Recording Mutations, Not Events

Half of the library code in Moments, my photo manager, calls a one-method trait after every database write. That trait has two implementations. One of them returns Ok(()) and does nothing else. From inside the library, there is no way to tell which one is wired up.

That is the entire architecture of how Moments syncs to Immich — and the entire reason the local backend, which has no sync at all, is the same program as the Immich one.

This post is about that trait, the enum it consumes, the outbox table underneath it, and the architectural property they buy together: a library that has no idea it has a sync backend, and a sync backend that’s purely additive to it.

The offline-first problem

Moments has two backends. The local backend stores photos on disk and indexes them in SQLite. The Immich backend talks to a self-hosted Immich server but caches everything in the same SQLite schema — the UI reads from the local DB either way, and an Immich library works fully offline after initial sync.

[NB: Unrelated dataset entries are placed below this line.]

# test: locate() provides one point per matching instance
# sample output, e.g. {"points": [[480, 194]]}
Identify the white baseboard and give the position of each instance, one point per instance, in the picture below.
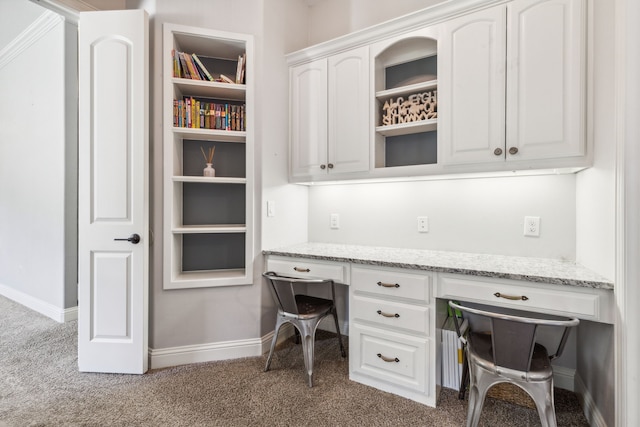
{"points": [[58, 314], [591, 411], [174, 356], [564, 378]]}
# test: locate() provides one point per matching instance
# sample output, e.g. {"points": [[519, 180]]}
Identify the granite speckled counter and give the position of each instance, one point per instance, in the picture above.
{"points": [[539, 270]]}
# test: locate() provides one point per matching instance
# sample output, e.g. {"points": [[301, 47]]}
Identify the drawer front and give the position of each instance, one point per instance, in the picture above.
{"points": [[394, 358], [567, 303], [392, 283], [304, 268], [410, 318]]}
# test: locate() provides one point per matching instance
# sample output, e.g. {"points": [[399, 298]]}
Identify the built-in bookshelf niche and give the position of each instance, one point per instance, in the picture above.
{"points": [[405, 110], [208, 100]]}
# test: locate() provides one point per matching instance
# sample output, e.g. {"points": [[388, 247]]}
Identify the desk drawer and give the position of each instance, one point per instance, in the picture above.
{"points": [[392, 283], [411, 318], [538, 299], [393, 358], [304, 268]]}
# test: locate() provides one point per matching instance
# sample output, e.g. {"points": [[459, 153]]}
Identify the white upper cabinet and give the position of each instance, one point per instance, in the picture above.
{"points": [[330, 115], [308, 127], [404, 112], [472, 87], [349, 99], [512, 84], [545, 79]]}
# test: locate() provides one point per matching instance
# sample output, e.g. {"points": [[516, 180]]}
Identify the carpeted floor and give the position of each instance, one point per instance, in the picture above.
{"points": [[41, 386]]}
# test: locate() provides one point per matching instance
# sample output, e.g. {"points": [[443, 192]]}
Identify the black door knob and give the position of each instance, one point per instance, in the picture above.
{"points": [[134, 238]]}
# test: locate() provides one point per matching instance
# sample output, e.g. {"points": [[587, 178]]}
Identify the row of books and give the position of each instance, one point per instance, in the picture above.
{"points": [[452, 354], [193, 113], [190, 66]]}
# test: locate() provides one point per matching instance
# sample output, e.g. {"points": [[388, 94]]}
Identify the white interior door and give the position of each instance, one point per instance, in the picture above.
{"points": [[113, 192]]}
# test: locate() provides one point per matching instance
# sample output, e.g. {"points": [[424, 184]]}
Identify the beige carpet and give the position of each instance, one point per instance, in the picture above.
{"points": [[41, 386]]}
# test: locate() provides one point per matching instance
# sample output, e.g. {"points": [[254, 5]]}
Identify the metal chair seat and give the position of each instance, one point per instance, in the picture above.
{"points": [[304, 312], [503, 348]]}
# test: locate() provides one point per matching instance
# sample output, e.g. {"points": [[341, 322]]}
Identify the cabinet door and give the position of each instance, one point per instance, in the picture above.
{"points": [[308, 137], [545, 79], [348, 102], [471, 86]]}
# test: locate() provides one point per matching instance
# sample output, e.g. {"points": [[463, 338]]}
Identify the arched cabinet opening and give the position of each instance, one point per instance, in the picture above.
{"points": [[405, 111]]}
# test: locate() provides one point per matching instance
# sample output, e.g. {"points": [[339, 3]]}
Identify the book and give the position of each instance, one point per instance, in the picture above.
{"points": [[183, 66], [201, 66], [239, 69], [192, 68], [226, 79]]}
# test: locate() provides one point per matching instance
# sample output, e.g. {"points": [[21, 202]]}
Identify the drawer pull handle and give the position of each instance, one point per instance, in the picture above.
{"points": [[511, 297], [382, 313], [388, 359], [388, 285]]}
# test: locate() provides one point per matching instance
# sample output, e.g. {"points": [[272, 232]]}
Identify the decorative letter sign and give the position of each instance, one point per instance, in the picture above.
{"points": [[417, 107]]}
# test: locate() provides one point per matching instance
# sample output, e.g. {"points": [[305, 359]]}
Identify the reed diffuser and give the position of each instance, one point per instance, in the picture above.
{"points": [[208, 159]]}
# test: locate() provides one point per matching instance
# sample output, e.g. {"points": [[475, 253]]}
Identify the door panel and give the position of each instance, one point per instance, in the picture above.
{"points": [[309, 118], [471, 86], [113, 190], [545, 79], [348, 98]]}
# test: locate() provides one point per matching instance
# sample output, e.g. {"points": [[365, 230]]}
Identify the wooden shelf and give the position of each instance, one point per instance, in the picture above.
{"points": [[208, 89], [210, 134], [407, 90], [211, 229], [408, 128], [211, 180]]}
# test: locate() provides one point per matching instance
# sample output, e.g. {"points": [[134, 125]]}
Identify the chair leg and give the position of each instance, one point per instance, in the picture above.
{"points": [[478, 386], [542, 394], [335, 318], [279, 323], [307, 333], [464, 381]]}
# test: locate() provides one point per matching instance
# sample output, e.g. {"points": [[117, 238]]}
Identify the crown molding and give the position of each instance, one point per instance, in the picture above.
{"points": [[69, 9], [38, 28]]}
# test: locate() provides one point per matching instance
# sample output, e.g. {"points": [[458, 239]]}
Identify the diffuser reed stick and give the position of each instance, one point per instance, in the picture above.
{"points": [[208, 158]]}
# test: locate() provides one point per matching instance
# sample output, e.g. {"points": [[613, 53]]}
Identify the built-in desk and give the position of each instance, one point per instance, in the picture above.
{"points": [[397, 301]]}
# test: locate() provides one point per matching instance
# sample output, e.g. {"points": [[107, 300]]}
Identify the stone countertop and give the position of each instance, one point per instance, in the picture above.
{"points": [[540, 270]]}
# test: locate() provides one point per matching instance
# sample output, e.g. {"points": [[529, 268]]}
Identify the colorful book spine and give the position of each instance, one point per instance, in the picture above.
{"points": [[201, 66]]}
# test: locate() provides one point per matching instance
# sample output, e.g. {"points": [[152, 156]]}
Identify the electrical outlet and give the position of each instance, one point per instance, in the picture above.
{"points": [[271, 208], [532, 226], [335, 221], [423, 224]]}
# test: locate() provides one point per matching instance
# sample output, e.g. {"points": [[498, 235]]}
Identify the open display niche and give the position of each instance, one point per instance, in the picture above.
{"points": [[405, 107], [208, 219]]}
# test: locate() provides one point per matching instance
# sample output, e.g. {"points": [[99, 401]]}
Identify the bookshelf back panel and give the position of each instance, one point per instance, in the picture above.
{"points": [[228, 160], [413, 149], [207, 46], [420, 70], [201, 252], [211, 204]]}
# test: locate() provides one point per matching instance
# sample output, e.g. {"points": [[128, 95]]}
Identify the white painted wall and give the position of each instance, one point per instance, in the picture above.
{"points": [[334, 18], [38, 170], [197, 316], [465, 215]]}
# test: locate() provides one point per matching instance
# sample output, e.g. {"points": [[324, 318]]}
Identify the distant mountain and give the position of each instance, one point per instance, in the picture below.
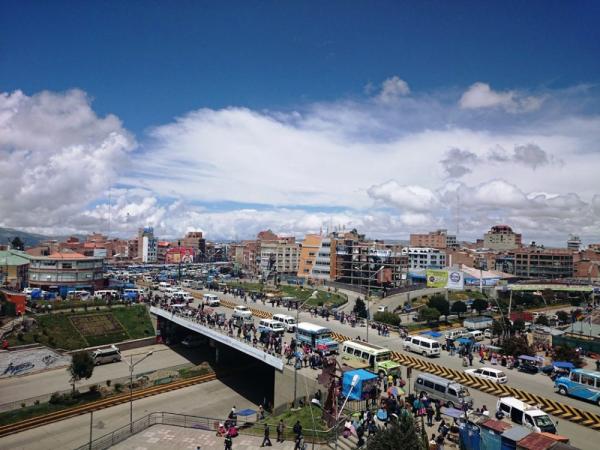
{"points": [[29, 239]]}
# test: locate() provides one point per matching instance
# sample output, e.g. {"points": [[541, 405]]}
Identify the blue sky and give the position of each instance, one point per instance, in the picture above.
{"points": [[235, 116]]}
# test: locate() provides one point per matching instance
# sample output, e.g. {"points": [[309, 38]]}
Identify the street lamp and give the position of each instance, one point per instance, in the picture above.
{"points": [[296, 339], [131, 365], [369, 298]]}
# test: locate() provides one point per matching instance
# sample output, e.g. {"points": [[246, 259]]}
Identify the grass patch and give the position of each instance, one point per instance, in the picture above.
{"points": [[71, 331]]}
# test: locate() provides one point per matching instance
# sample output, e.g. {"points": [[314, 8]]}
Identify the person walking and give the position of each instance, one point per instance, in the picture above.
{"points": [[280, 430], [266, 439]]}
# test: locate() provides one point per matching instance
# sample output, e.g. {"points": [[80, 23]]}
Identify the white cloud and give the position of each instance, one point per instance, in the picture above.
{"points": [[481, 95], [392, 89]]}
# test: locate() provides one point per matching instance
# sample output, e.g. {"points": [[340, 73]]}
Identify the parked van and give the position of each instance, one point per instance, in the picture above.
{"points": [[477, 335], [211, 299], [455, 334], [448, 392], [266, 325], [523, 414], [424, 346], [287, 321], [106, 355]]}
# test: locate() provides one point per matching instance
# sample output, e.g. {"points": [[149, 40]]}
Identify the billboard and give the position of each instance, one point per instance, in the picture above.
{"points": [[456, 280], [437, 278]]}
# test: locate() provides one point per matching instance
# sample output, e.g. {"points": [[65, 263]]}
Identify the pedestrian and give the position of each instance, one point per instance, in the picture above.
{"points": [[266, 439], [280, 430]]}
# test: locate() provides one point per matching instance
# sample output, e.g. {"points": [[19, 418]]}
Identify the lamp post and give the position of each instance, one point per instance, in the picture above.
{"points": [[369, 298], [353, 384], [296, 339], [131, 365]]}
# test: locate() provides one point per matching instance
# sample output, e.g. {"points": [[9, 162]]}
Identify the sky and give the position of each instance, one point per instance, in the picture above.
{"points": [[233, 117]]}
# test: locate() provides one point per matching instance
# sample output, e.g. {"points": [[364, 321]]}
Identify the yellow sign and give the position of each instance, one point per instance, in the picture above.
{"points": [[437, 278]]}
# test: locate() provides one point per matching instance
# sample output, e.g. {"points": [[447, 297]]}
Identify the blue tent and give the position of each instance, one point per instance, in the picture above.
{"points": [[433, 334], [365, 380]]}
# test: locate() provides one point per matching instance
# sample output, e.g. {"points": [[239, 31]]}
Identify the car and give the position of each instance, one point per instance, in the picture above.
{"points": [[488, 373]]}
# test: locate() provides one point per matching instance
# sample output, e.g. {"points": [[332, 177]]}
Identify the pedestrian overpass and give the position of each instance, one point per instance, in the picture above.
{"points": [[191, 324]]}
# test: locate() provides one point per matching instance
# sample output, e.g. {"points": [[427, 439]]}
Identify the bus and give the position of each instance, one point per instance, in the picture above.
{"points": [[580, 383], [316, 337], [375, 358]]}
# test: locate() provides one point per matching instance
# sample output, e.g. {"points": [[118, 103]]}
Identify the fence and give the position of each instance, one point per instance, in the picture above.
{"points": [[197, 422]]}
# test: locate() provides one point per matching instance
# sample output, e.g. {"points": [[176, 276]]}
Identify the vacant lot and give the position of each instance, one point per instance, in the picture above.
{"points": [[71, 331]]}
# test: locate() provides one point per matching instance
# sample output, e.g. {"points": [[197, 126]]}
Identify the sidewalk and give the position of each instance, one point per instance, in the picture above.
{"points": [[159, 437]]}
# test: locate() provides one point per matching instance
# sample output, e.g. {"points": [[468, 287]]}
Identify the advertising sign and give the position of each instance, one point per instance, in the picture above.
{"points": [[456, 280], [437, 278]]}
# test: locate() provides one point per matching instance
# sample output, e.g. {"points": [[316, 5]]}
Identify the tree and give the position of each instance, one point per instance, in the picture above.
{"points": [[429, 314], [459, 307], [17, 244], [401, 434], [479, 305], [82, 366], [440, 303], [517, 346], [563, 316], [542, 320], [360, 309]]}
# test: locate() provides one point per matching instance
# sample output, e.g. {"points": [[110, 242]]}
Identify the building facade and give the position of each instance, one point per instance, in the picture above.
{"points": [[439, 239], [66, 270], [502, 237]]}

That means local writes have two possible destinations. Always the local DB. Sometimes — if the backend happens to be Immich — also a remote server, eventually, when the network cooperates. “Trash these three assets” should commit locally, return immediately, and arrange for the server to be told later. “Create this album” should be visible in the UI the moment the row hits the database, regardless of whether the push call has happened, will happen, or will fail and retry six times.

The naive answer is to give every service a reference to the sync layer. MediaService::trash calls sync.enqueue_trash(ids) after writing to the DB. AlbumService::create calls sync.enqueue_album_created(album). It works for the Immich backend. It also pollutes the local backend, which has no sync, with either a second constructor for every service or an Option<SyncHandle> carried everywhere it’s irrelevant. Every service in the library starts to know that there is such a thing as sync.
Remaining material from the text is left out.